De benodigde financiën vanuit het NPG worden gebruikt voor de projectorganisatie en het helpen creëren van een fysieke locatie, die nodig zal zijn voor een geïntegreerde uitvoering. Te denken valt aan een locatie waarin de verschillende disciplines, die samenwerken, gevestigd zijn. Dit behoeft niet een volledige bekostiging te zijn. Meerdere financiers zouden hierbij betrokken kunnen worden. Ook kan voor de exploitatie gekeken kunnen worden naar kleine eigen bijdragen.
De opzet van de aanpak zou moeten zijn dat ouderen hierbij betrokken worden en ook zelf
medewerking eraan geven.
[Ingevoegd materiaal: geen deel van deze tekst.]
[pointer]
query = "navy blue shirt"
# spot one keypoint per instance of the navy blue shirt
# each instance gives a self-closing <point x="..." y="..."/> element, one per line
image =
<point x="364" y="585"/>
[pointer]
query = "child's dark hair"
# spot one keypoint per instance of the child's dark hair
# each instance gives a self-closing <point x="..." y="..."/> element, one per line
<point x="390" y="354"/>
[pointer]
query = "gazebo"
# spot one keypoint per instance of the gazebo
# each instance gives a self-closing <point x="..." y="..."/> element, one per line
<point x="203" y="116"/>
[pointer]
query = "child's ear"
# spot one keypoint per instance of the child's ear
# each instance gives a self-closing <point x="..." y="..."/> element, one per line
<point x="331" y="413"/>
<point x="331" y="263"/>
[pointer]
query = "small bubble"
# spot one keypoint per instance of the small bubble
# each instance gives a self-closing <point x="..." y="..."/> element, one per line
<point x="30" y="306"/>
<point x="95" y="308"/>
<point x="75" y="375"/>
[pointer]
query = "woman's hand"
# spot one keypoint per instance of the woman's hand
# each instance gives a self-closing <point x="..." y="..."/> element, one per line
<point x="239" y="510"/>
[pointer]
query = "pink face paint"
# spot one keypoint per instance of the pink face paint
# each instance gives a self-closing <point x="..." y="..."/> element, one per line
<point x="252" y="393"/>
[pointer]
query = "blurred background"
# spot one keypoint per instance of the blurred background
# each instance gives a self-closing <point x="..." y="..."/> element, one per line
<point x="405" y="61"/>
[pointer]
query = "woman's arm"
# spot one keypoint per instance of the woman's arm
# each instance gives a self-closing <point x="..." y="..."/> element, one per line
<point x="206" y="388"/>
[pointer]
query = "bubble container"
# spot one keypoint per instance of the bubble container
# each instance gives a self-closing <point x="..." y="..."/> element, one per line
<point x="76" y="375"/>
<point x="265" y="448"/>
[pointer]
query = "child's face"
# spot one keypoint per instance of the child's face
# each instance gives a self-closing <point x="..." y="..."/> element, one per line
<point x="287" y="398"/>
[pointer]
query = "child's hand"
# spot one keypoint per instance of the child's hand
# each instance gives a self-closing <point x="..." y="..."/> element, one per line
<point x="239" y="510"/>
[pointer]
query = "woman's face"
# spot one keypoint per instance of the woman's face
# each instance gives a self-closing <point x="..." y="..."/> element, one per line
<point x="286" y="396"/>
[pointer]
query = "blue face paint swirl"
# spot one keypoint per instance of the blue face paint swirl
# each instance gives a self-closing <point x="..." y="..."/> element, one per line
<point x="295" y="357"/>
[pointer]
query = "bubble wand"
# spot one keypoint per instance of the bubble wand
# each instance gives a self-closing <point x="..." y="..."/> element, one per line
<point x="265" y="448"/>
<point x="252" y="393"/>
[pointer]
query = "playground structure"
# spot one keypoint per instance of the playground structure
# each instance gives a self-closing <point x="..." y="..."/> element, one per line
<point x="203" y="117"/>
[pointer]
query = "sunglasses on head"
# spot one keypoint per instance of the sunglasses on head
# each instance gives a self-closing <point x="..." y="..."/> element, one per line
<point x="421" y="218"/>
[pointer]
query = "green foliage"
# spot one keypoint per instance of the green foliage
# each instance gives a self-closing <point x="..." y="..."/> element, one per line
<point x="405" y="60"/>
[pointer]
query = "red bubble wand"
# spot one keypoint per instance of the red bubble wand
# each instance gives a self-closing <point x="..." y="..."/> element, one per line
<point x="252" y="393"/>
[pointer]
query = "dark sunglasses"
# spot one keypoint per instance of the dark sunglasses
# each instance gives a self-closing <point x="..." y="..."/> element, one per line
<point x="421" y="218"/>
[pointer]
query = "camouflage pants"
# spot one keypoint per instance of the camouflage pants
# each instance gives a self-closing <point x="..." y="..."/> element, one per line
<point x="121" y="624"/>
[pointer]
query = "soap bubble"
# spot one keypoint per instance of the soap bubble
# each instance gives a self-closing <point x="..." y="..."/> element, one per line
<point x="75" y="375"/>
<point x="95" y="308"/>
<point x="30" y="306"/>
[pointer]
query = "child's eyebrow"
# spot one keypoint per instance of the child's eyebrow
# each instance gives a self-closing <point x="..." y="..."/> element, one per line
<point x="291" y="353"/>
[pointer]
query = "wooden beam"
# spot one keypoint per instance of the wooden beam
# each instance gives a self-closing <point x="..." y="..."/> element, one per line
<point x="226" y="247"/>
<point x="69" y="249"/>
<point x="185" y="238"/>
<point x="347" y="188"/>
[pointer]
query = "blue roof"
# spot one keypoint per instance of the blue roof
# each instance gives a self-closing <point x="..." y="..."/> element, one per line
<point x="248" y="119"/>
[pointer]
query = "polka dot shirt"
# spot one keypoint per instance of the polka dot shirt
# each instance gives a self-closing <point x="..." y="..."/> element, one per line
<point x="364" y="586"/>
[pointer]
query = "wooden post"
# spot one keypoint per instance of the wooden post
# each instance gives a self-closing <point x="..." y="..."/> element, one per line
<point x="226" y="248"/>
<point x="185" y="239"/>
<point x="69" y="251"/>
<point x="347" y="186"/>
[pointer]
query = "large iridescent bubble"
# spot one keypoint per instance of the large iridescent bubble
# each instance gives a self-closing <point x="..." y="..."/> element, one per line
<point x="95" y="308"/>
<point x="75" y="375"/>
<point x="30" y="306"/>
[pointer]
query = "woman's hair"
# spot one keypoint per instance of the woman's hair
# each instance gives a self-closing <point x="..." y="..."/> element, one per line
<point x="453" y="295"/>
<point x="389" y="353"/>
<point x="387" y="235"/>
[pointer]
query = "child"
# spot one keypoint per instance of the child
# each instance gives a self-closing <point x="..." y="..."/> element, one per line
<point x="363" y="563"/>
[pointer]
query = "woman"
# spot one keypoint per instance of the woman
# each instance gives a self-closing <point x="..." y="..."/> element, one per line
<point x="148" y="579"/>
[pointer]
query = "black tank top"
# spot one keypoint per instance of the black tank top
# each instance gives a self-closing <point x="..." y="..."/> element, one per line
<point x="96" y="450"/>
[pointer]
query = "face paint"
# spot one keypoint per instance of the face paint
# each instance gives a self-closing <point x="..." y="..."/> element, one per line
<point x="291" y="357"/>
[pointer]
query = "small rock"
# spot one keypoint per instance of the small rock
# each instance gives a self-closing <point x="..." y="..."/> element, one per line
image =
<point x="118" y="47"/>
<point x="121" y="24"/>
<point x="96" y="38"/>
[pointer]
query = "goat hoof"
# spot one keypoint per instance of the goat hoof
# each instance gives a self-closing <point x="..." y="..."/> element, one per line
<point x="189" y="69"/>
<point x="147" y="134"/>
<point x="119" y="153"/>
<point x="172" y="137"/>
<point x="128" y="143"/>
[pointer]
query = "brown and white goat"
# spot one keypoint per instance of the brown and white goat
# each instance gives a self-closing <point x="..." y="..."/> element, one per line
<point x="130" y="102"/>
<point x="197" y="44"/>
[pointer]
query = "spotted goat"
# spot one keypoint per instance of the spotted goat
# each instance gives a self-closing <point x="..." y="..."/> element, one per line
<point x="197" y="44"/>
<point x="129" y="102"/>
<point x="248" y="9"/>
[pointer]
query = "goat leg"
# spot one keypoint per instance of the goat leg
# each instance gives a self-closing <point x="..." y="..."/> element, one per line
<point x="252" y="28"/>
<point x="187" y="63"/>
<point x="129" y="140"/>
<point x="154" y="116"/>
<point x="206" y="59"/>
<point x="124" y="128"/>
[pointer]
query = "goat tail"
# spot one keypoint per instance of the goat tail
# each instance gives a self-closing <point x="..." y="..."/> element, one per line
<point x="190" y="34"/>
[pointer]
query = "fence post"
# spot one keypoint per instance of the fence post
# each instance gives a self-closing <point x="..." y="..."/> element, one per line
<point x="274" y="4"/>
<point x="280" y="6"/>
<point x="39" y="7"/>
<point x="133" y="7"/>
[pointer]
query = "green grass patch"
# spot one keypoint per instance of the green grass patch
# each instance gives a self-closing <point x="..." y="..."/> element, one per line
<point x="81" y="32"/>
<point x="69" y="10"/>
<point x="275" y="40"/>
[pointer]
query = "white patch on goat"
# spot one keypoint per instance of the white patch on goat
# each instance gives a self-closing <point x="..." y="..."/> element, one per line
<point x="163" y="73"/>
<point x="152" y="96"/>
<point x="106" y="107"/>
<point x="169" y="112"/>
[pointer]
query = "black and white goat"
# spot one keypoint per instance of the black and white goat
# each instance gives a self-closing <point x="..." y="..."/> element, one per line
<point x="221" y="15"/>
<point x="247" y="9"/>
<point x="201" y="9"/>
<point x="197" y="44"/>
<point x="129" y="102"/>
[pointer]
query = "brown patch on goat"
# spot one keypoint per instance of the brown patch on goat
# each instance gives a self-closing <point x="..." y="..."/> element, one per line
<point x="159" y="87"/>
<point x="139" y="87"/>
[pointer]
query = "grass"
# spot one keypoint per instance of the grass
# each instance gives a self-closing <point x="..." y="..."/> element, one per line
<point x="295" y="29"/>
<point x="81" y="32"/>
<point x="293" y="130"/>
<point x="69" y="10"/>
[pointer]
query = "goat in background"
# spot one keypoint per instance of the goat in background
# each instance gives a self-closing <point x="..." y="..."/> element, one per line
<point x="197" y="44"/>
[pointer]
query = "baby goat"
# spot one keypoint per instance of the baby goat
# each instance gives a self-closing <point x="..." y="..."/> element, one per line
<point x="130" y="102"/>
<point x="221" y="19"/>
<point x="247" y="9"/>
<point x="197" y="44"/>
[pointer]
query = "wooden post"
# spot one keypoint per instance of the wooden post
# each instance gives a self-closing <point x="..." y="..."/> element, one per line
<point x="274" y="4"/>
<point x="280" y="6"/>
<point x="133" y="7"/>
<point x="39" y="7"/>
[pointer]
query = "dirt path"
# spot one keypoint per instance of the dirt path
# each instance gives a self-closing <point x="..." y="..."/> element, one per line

Dus het project moet niet alleen professionals beter laten samenwerken, maar dient ook om de samenhang van mensen in de wijk te bevorderen door samen er voor te zorgen dat iemand, die oud in de wijk wordt, daar ook kan blijven wonen. Het na te streven motto van het project zou moeten zijn dat jonge ouderen hun medewerking geven om er later, wanneer zij oud zijn, zorg voor terug te krijgen. Dus er zal ook in het project energie geïnvesteerd moeten worden om een beweging in gang te zetten om toekomstige ouderen te betrekken bij de zorg voor hun oudere medebewoners.
Het is nu nog maar een voorstel. Om het in te brengen in het Nationaal Programma Groningen zal een verdere uitwerking noodzakelijk zijn.